E a una domanda precisa: «Dei Dico – ha scherzato – preferirei dire non dico, ma naturalmente si è parlato anche di quello chiarendo le rispettive posizioni». Prima, appena uscito, si era espresso così: «Abbiamo parlato con molta serenità e serietà. Abbiamo parlato non solo di problemi italiani, perché bisogna guardare anche fuori dell’Italia, dei problemi internazionali nei quali la Santa Sede è fortemente impegnata e l’Italia dà una mano». Di famiglia si è parlato? «Abbiamo parlato anche della famiglia, senza dubbio, nei termini che la Chiesa pone sempre con la sua chiarezza, con il rispetto di tutte le istanze… Dialogo molto sereno». Serenità, serietà, chiarezza, rispetto: in linguaggio diplomatico sono termini che indicano un orizzonte con nuvole. Che il comunicato di Palazzo Chigi – assolutamente irrituale, nella storia dei ricevimenti all’ambasciata d’Italia per celebrare il Concordato – non dissipa totalmente. Si parla di «sintonia» sui «temi relativi alla politica internazionale». Il ministro degli esteri, D’Alema, ha annunciato che «il governo italiano aiuterà i rapporti tra Vaticano e Cina, per arrivare a un rapporto pieno e normale che tenga conto delle legittime preoccupazioni del Vaticano». «L’incontro – afferma la nota di Palazzo Chigi – è stato preceduto da un cordiale e sereno colloquio tra il segretario di Stato vaticano cardinale Tarcisio Bertone e il presidente del Consiglio Romano Prodi nel corso del quale sono stati toccati diversi argomenti. Tra questi anche quello della famiglia, sul quale si sono precisate e chiarite in modo costruttivo le rispettive posizioni. Da questi colloqui – conclude la nota di Palazzo Chigi – i rapporti tra lo Stato italiano e la Santa Sede sono usciti ulteriormente rafforzati».
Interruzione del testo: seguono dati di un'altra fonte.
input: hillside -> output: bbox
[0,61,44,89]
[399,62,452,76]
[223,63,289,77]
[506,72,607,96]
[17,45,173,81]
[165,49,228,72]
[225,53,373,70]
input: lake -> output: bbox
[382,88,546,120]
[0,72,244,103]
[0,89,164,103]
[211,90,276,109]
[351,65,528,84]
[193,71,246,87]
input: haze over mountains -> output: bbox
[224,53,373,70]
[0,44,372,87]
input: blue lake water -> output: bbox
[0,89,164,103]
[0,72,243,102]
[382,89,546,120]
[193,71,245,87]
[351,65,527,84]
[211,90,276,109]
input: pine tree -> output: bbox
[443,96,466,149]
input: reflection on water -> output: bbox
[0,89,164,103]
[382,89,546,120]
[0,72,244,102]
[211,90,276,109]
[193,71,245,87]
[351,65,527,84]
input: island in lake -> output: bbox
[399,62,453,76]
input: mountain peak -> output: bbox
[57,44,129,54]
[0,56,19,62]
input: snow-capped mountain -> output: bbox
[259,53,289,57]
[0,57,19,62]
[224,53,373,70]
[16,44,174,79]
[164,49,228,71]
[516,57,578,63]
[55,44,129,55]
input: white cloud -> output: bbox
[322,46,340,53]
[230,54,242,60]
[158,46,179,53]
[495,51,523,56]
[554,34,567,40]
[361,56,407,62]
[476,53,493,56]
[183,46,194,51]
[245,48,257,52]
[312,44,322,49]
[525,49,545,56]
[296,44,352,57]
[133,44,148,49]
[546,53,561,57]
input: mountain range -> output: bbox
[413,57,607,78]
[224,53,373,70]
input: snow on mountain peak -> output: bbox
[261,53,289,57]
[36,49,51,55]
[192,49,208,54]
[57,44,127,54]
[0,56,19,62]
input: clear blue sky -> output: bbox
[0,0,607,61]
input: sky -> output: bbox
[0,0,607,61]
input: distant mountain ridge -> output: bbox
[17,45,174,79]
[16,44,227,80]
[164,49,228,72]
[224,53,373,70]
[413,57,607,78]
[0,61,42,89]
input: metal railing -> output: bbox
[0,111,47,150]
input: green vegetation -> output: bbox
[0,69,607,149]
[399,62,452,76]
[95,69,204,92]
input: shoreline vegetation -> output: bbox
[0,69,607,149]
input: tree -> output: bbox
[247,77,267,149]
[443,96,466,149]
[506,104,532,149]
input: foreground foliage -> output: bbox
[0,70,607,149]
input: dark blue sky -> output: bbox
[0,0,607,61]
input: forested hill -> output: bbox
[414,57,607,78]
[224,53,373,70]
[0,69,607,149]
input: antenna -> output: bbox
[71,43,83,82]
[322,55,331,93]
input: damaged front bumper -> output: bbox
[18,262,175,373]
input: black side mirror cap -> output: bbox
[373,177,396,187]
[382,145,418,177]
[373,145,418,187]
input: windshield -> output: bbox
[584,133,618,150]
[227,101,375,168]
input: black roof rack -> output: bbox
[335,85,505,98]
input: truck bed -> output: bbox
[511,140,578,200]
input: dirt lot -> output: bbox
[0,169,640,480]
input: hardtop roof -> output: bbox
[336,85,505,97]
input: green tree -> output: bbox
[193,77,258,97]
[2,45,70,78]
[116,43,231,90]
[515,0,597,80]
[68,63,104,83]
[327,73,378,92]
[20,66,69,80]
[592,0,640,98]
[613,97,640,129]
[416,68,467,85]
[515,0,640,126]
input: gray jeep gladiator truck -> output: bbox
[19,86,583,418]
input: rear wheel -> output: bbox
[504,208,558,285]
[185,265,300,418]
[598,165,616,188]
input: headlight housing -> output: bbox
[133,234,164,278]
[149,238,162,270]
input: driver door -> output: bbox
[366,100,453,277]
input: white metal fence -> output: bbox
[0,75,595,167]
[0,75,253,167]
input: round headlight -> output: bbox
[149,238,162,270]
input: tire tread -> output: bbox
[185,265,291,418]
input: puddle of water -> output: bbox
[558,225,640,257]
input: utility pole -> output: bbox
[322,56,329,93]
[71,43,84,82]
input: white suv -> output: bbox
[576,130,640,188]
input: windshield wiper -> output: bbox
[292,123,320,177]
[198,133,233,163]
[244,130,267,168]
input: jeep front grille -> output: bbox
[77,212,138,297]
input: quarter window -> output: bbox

Mentre fuori dell’ambasciata un gruppetto di manifestanti chiede vociando l’abolizione del Concordato, il Presidente del Senato, Franco Marini dà il suo giudizio: «La possibilità di un rapporto costruttivo c’è, parlare di superamento del Concordato e del documento del 1984 mi sembra una cosa fuori dalla realtà». Precisa: «È fuori discussione che la Chiesa su problemi che riguardano la materia concordataria o interessi della società e delle persone ha pieno diritto di dire la sua». Ma aggiunge: «Il politico credente è naturalmente molto attento alle parole dei vescovi e della Chiesa, ma può assumere le proprie responsabilità in piena coscienza, perché l’attività legislativa parte dalla sua consapevolezza dell’interesse nazionale».